While it was a car commercial, the real gist of the ad was if you don't drive this car, then don't expect to date a stylish, beautiful, statutesque woman. And it bothered me, because while some just saw -perhaps- a funny car ad, what I saw was something else: the continued psychology of advertising that puts material objects first in any persons mind; the idea that if you have the nice phone, the great looking car, the most trendiest of clothes, that you'll be accepted into whatever version of the world you think is important.

Now take this ad

There is something wrong with the narrative of this three and half minute story. 

It seems Marco wants to take the next step in his relationship by giving his girlfriend a key to his loft.
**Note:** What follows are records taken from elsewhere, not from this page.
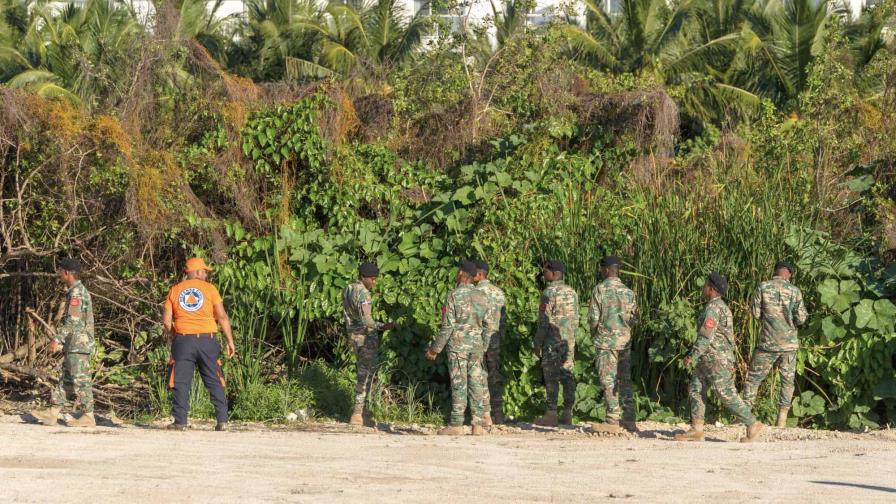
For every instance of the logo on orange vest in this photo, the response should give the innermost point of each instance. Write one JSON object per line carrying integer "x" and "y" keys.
{"x": 191, "y": 299}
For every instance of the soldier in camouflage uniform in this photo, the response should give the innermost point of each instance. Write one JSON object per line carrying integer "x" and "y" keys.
{"x": 363, "y": 332}
{"x": 76, "y": 337}
{"x": 466, "y": 322}
{"x": 611, "y": 314}
{"x": 713, "y": 359}
{"x": 780, "y": 307}
{"x": 555, "y": 342}
{"x": 494, "y": 408}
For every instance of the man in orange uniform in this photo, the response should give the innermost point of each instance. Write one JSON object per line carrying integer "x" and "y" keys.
{"x": 192, "y": 315}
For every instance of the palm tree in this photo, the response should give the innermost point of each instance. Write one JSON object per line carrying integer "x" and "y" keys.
{"x": 278, "y": 40}
{"x": 364, "y": 38}
{"x": 780, "y": 40}
{"x": 80, "y": 53}
{"x": 683, "y": 44}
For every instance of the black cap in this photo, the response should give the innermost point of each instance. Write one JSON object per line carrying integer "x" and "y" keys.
{"x": 718, "y": 282}
{"x": 69, "y": 264}
{"x": 610, "y": 261}
{"x": 369, "y": 270}
{"x": 555, "y": 265}
{"x": 468, "y": 267}
{"x": 784, "y": 264}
No problem there. But as soon as she sees it (btw, is this the first time she's ever been there? How long have they been dating, 6 months, a year, a week?), she seems disappointed. He still stuck, as the story implies, in bachelor mode. And instead of talking about it, she leaves in the middle of the night after the implication they had sex. Again, I ask, how long have they been dating? Because her slipping out before dawn seems to imply they are just still "feeling each other out mode." 

As the door closes, Marco looks around his place and thinks (for the first time), hey maybe I need to spruce up the place because my girlfriends implied silence says I'm a loser. 
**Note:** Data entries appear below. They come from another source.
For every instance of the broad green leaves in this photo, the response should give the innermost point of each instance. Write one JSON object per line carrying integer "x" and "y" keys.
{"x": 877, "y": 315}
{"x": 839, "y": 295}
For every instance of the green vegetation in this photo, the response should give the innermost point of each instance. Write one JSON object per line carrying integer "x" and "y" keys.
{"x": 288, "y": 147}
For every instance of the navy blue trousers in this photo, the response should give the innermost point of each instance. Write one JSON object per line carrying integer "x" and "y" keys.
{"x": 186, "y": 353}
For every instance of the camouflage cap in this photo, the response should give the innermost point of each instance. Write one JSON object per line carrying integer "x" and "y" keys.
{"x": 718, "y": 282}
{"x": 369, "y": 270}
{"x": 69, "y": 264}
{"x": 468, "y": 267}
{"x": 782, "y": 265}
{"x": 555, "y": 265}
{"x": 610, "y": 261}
So, we're off to the furniture store to buy some high-end stuff. JVB Interiors is their name, and according to the Youtube description, designer Damien Beck says "I believe an environment of beauty and style, from clothes to music to architecture to furnishings all contribute to the experience of a deeper, more rich experience for a couple in love."

Okay, a little too hipster, but I'll give him that. 

The description continues: "The short which highlights the tension between a westside girl, Grace, played by young Hollywood starlet Brianne Davis, (Jarhead, Prom Night), and her latin lover city boy, played by Daniel Gradias (Bunim Murray Productions). In just under three and a half minutes, the film pokes fun at Grace's reaction to the gritty rough and tumble, yet uber hip loft that Marco occupies, and the transformation that a home takes when a relationship moves to the next step, and when it finds the help of JVB designer Simon, played by Anand Desai-Barochia." 

Now one is also to assume that Marco must have money, as he lives in a loft (really, a loft? What is this, 1974?). After a quick trip to JVB, Marco has decked out his loft in thousands of dollars (and I mean a second mortgage on your house to pay for it all) worth of furniture, pictures and other "art." In what appears to be just happen in 24 hours. 

Then we cut to Grace sitting on some stairs -her's or Marco's?- with a glass of white wine and dressed in a black evening gown. If she's at Marco's, where did the wine come from, and where did it go when the next shot has her in an elevator holding the key to Marco's apartment -it's also on a cue ball (how tacky she must be thinking). 

She also carries a frown on her face, like she's wrestling with something -world politics, the rising healthcare costs or why she does not hang with other one percenter's?

She opens the door to Marco's place and see all the expensive stuff and smiles. Yep,  her boy finally got her unspoken message, update you're place or I'm not dating you.  

This whole thing is about materialism and not about love. The unspoken -which seems to the problem with Grace and Marco's relationship- is that these objects, these pieces of furniture, those pictures that glass sculpture that looks like the T 1000 melting, is what makes a couple love each other. 

Marco is attractive -we get a few shirtless scenes- but he could do so much better than the bottle blond who puts that type of materialism over true love. The fact that she blond's her hair speaks volumes of how she values her self-worth. Maybe blond do have more fun, but sometimes it turns them into ugly people. 

Love is not about the exterior of a person, but what beats in the chest -the heart. Grace decided that love was about objects and Marco apparently is willing to spend the next 20 years paying off bill to furnish is loft so some girl with let him, you know, screw her.